Temperature-independent paramagnetism in closed-shell oxanions of first-row transition metals

Abstract

A consistent picture of the magnetism of the series of isoelectronic molecules VO^3–₄, CrO^2–₄ and MnO^–₄ is given by coupled Hartree–Fock theory. An external magnetic field induces a paramagnetic circulation around each nucleus that decreases in strength and extent from MnO^–₄ to VO^3–₄. The presence of low-lying empty orbitals derived from splitting of the partially occupied valence shell leads to a significant paramagnetic contribution to the total magnetizability.
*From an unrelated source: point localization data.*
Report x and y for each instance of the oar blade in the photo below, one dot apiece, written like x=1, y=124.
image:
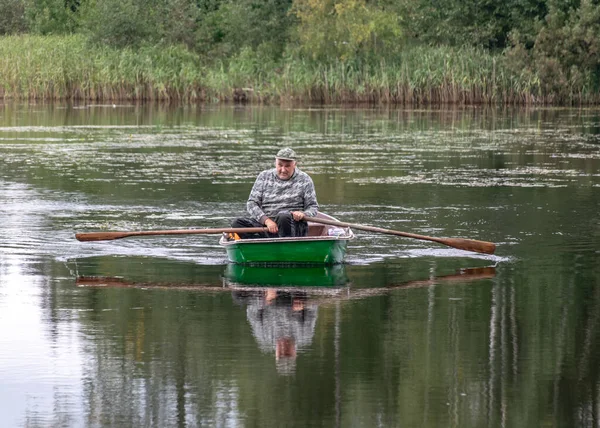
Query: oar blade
x=99, y=236
x=470, y=245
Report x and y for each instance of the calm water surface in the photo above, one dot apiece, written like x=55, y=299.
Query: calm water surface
x=161, y=331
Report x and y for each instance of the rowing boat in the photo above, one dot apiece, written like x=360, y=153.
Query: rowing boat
x=311, y=275
x=324, y=244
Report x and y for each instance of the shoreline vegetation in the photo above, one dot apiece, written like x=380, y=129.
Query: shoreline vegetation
x=538, y=52
x=65, y=68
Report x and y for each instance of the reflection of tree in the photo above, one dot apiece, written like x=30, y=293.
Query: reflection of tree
x=491, y=350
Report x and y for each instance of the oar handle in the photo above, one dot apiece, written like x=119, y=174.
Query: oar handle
x=460, y=243
x=108, y=236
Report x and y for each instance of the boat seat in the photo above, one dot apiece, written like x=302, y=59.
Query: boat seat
x=316, y=230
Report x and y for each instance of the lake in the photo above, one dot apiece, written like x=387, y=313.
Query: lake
x=163, y=331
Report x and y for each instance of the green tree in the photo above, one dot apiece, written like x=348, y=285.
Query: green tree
x=345, y=29
x=52, y=16
x=565, y=52
x=12, y=17
x=227, y=27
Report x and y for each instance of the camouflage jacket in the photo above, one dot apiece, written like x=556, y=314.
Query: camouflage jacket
x=270, y=195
As the central charge falls, the bonding becomes more ionic, the metal–oxygen bond grows longer and the diamagnetic susceptibility increases in magnitude. At the same time, in Hartree–Fock theory, the virtual orbitals become more diffuse and the paramagnetic contribution falls: 160.7 au (1 au =e²a²₀/m_e≈ 7.891 04 × 10^–29 J T^–2) in MnO^–₄, which is about twice the estimated experimental value, 86.0 au in CrO^2–₄, which is 10% too high, and 80.8 au in VO^3–₄(no experimental value). As a result the anions change from ‘strongly’ paramagnetic to magnetically neutral; at the experimental bond lengths total magnetizabilities are 93.2 au in MnO^–₄(exp. 8.3), 13.6 au in CrO^2–₄(exp. 6.3) and –0.8 au in VO^3–₄. Lattice effects on the computed values are very small. Agreement with experiment is better at the SCF bond lengths. It is concluded that the Hartree–Fock model becomes more appropriate as the system becomes more ionic, and gives an accurate description of the magnetism in VO^3–₄.